Recently, liquid crystal display devices, for example, have been widely used in liquid crystal television sets, monitors, mobile phones, etc., as flat panel displays that are thinner and lighter than conventional cathode-ray tubes. Such a liquid crystal display device includes an illuminating device (backlight) that emits light and a liquid crystal panel that displays a desired image by functioning as a shutter that blocks the light from a light source included in the illuminating device.
The above-described illuminating device generally includes optical elements including, for example, an optical sheet, such as a prism sheet, and an optical waveguide to improve the utilization efficiency of light from the light source, to irradiate the liquid crystal panel with planar illuminating light, or to increase the brightness of the illuminating light.

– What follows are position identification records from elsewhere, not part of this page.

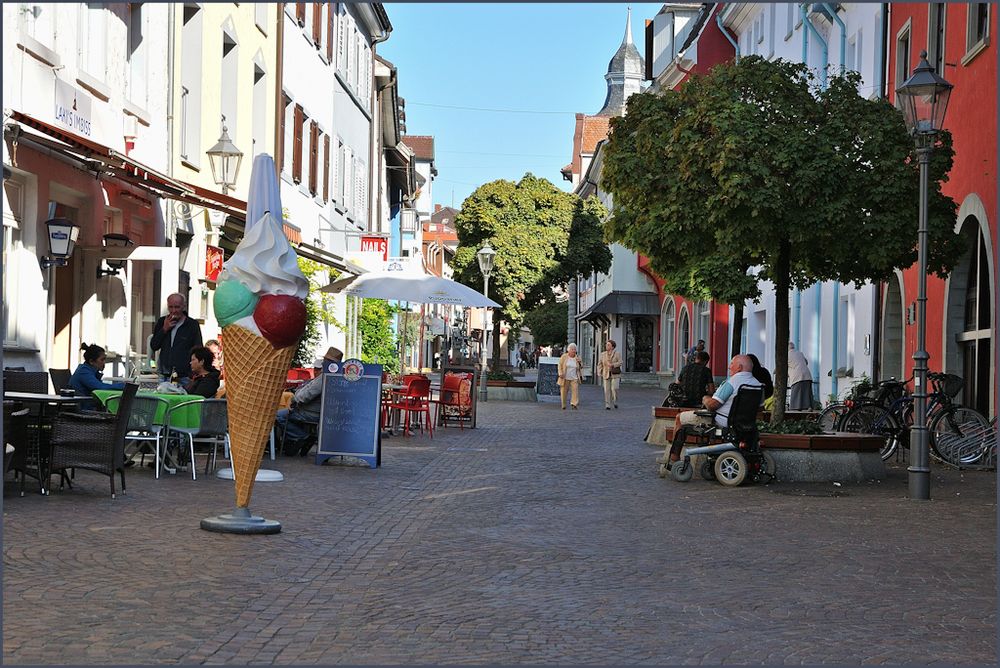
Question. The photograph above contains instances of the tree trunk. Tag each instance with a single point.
(737, 326)
(496, 343)
(781, 325)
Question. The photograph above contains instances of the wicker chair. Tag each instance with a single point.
(93, 441)
(142, 426)
(213, 428)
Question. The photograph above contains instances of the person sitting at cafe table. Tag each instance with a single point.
(87, 376)
(174, 335)
(204, 376)
(305, 409)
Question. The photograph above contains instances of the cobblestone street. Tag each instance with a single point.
(544, 536)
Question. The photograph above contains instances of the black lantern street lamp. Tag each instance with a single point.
(923, 99)
(62, 235)
(115, 265)
(225, 159)
(485, 256)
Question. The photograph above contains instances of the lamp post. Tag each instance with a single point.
(924, 100)
(225, 159)
(485, 256)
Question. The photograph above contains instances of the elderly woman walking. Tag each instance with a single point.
(609, 368)
(570, 371)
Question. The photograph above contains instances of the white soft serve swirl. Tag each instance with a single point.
(264, 262)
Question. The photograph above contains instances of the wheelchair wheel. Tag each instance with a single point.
(682, 471)
(731, 469)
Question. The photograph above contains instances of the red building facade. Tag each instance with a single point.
(960, 40)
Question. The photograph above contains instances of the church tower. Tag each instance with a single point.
(625, 73)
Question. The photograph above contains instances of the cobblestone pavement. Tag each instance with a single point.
(544, 536)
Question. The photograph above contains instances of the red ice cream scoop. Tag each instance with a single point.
(281, 319)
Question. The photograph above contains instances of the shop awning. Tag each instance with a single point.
(623, 303)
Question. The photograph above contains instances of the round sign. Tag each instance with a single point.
(353, 369)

To evaluate the optical characteristics of such an optical element, it is very important to determine a refractive index of the optical element. This is because the higher the determination accuracy of the refractive index of the optical element, the easier an illuminating device having desired optical (luminous) characteristics can be produced in the case where the optical element is used in the above-described illuminating device.

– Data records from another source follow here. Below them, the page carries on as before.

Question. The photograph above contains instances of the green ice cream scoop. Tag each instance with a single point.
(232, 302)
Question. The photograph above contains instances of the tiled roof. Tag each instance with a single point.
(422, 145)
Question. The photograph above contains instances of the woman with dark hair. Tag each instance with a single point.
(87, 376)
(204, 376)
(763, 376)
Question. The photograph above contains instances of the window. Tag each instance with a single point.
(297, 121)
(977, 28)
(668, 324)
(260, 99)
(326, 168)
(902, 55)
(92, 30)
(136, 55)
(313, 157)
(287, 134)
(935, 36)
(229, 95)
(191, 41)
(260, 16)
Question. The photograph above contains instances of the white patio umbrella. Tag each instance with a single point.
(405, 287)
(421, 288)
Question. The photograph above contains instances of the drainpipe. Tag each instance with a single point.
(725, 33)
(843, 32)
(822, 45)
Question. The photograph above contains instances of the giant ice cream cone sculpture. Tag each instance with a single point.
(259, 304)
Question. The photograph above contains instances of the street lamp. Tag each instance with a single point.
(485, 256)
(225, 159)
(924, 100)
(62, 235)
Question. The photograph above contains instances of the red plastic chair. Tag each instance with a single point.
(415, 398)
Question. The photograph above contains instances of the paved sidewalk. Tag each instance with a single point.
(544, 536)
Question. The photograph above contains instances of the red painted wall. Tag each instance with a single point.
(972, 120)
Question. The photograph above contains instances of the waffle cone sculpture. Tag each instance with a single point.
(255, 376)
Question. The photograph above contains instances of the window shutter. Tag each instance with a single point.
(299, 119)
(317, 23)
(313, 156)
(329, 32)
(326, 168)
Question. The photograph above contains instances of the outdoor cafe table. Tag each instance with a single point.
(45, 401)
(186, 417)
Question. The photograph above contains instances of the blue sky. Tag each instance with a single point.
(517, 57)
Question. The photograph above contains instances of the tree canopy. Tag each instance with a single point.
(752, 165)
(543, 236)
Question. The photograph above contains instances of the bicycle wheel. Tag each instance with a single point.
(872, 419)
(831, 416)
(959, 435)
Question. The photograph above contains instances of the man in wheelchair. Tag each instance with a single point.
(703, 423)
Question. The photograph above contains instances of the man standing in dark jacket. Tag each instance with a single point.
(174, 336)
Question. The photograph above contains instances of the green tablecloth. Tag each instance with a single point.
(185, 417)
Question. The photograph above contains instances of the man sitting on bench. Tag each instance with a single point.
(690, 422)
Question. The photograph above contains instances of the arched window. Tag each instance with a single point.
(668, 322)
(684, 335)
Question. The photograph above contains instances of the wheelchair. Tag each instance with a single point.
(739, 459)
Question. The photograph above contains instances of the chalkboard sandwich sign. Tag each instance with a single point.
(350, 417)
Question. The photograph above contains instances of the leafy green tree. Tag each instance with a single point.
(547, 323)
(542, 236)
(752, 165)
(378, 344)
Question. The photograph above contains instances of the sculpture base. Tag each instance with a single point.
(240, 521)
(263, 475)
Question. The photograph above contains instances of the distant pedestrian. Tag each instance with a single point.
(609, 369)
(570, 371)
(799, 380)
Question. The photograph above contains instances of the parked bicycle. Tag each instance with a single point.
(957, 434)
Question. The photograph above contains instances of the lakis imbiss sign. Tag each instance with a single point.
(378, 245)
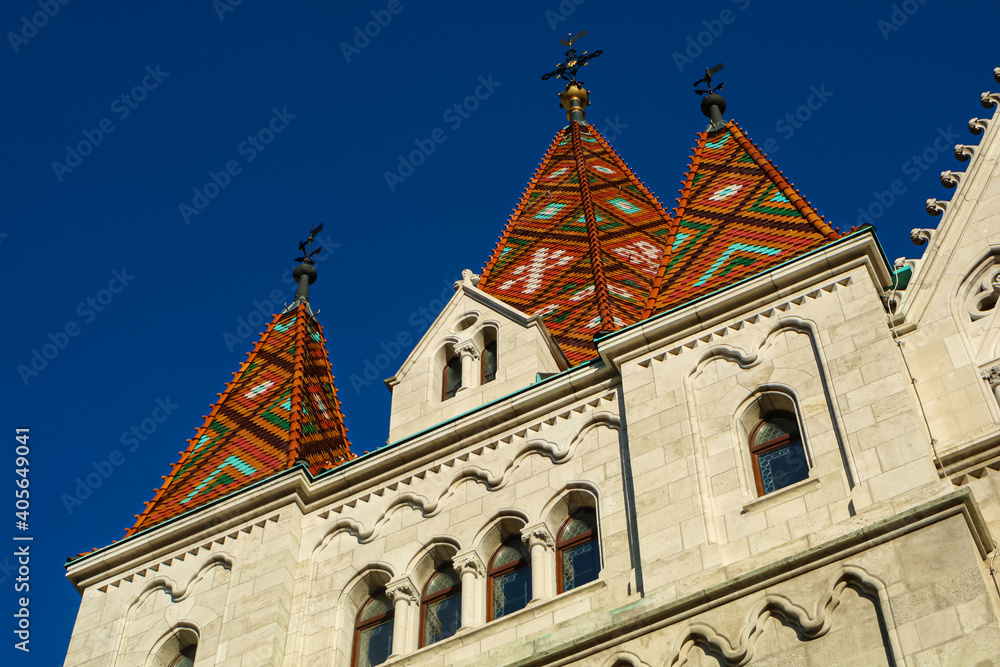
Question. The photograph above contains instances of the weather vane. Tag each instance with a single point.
(568, 69)
(709, 73)
(305, 246)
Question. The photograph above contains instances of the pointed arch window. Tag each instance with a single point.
(452, 376)
(489, 356)
(779, 460)
(185, 658)
(441, 606)
(509, 587)
(577, 557)
(373, 632)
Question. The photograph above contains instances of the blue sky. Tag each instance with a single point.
(162, 162)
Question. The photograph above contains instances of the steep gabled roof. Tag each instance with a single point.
(281, 407)
(737, 216)
(582, 247)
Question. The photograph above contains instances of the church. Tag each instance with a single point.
(723, 434)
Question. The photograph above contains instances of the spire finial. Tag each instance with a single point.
(713, 105)
(305, 273)
(574, 98)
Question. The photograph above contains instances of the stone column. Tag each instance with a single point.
(471, 569)
(470, 358)
(403, 594)
(540, 542)
(993, 377)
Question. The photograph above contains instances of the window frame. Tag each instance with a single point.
(492, 572)
(425, 600)
(757, 449)
(370, 623)
(561, 545)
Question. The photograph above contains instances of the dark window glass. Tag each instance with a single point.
(490, 362)
(441, 606)
(373, 632)
(509, 586)
(778, 455)
(578, 558)
(452, 377)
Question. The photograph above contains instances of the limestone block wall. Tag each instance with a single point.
(523, 351)
(690, 407)
(233, 593)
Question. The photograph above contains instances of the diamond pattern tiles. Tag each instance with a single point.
(582, 247)
(737, 216)
(280, 407)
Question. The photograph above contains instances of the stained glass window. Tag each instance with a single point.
(778, 455)
(373, 632)
(509, 579)
(441, 606)
(578, 558)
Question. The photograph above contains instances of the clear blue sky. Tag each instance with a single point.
(98, 245)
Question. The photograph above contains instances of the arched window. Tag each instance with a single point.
(509, 587)
(373, 632)
(577, 557)
(452, 375)
(441, 606)
(186, 657)
(489, 358)
(778, 457)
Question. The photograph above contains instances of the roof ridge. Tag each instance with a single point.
(200, 431)
(778, 179)
(525, 198)
(593, 235)
(682, 203)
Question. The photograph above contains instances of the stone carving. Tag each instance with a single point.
(935, 206)
(920, 236)
(950, 178)
(469, 562)
(978, 125)
(963, 152)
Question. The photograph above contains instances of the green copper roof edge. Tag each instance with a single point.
(867, 229)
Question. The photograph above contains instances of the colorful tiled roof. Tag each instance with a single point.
(737, 216)
(582, 247)
(281, 407)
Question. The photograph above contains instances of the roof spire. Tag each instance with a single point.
(305, 273)
(574, 98)
(713, 105)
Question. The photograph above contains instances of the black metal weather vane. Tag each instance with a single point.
(305, 247)
(709, 73)
(568, 69)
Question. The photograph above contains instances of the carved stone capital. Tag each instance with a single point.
(538, 534)
(963, 152)
(920, 236)
(992, 376)
(950, 178)
(401, 589)
(978, 125)
(935, 206)
(469, 561)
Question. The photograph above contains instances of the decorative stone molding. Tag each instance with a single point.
(469, 561)
(401, 589)
(978, 125)
(950, 179)
(538, 535)
(920, 235)
(935, 207)
(963, 152)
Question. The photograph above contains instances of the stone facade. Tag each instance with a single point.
(882, 555)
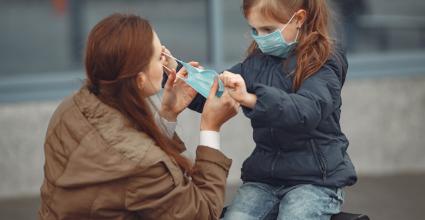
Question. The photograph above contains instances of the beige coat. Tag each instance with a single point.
(99, 167)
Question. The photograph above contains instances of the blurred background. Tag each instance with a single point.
(41, 52)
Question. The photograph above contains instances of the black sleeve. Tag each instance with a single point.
(317, 98)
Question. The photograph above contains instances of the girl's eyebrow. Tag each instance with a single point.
(266, 27)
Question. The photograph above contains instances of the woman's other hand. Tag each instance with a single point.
(218, 110)
(169, 62)
(177, 94)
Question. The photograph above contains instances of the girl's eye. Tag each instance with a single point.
(268, 30)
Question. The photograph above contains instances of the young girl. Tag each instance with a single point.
(290, 87)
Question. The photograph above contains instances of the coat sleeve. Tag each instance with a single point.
(159, 193)
(316, 99)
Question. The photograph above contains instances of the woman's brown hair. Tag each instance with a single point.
(118, 48)
(315, 45)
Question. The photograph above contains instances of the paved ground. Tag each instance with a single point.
(382, 198)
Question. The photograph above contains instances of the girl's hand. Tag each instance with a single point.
(169, 62)
(236, 87)
(177, 94)
(217, 110)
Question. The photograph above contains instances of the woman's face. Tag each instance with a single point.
(149, 81)
(264, 25)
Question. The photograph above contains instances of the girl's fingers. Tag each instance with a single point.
(194, 63)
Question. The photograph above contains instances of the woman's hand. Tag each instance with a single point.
(169, 62)
(236, 87)
(177, 94)
(217, 110)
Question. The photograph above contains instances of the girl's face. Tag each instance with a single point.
(149, 81)
(264, 25)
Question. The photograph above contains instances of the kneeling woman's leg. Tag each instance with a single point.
(309, 202)
(253, 201)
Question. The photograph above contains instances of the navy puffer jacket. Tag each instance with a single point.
(297, 134)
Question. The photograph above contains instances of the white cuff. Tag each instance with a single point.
(166, 126)
(210, 139)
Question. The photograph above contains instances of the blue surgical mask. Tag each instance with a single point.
(202, 80)
(274, 44)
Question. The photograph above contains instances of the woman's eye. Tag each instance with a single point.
(268, 30)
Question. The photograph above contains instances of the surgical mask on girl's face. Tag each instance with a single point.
(202, 80)
(274, 44)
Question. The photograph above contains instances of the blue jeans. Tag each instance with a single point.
(259, 201)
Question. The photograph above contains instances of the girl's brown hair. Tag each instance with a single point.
(118, 48)
(315, 45)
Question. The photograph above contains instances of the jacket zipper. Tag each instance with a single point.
(320, 159)
(275, 158)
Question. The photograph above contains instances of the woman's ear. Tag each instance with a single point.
(141, 79)
(300, 18)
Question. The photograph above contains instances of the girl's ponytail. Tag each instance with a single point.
(315, 45)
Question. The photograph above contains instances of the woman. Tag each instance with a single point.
(109, 156)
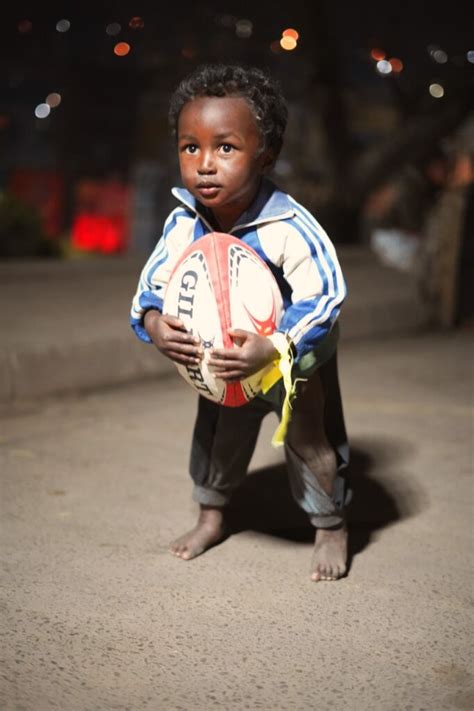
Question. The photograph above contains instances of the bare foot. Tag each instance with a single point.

As a refractive index measuring method according to the related art, a method of measuring a refractive index of a test subject (solid sample) by a total reflection method using a prism has been proposed in, for example, PTL 1 below. More specifically, in this refractive index measuring method according to the related art, the relationship between an incident angle of light incident on a reflection surface of a prism and the intensity of light reflected by the reflection surface is determined in each of a state in which a test subject is in contact with the reflection surface and a state in which only air is in contact with the reflection surface. In this refractive index measuring method according to the related art, the relationship between the incident angle and the reflected light intensity in the state in which the test subject is in contact with the reflection surface is normalized by using the relationship between the incident angle and the reflected light intensity in the state in which only air is in contact with the reflection surface. Then, the refractive index of the test subject is measured on the basis of the normalized relationship between the incident angle and the reflected light intensity.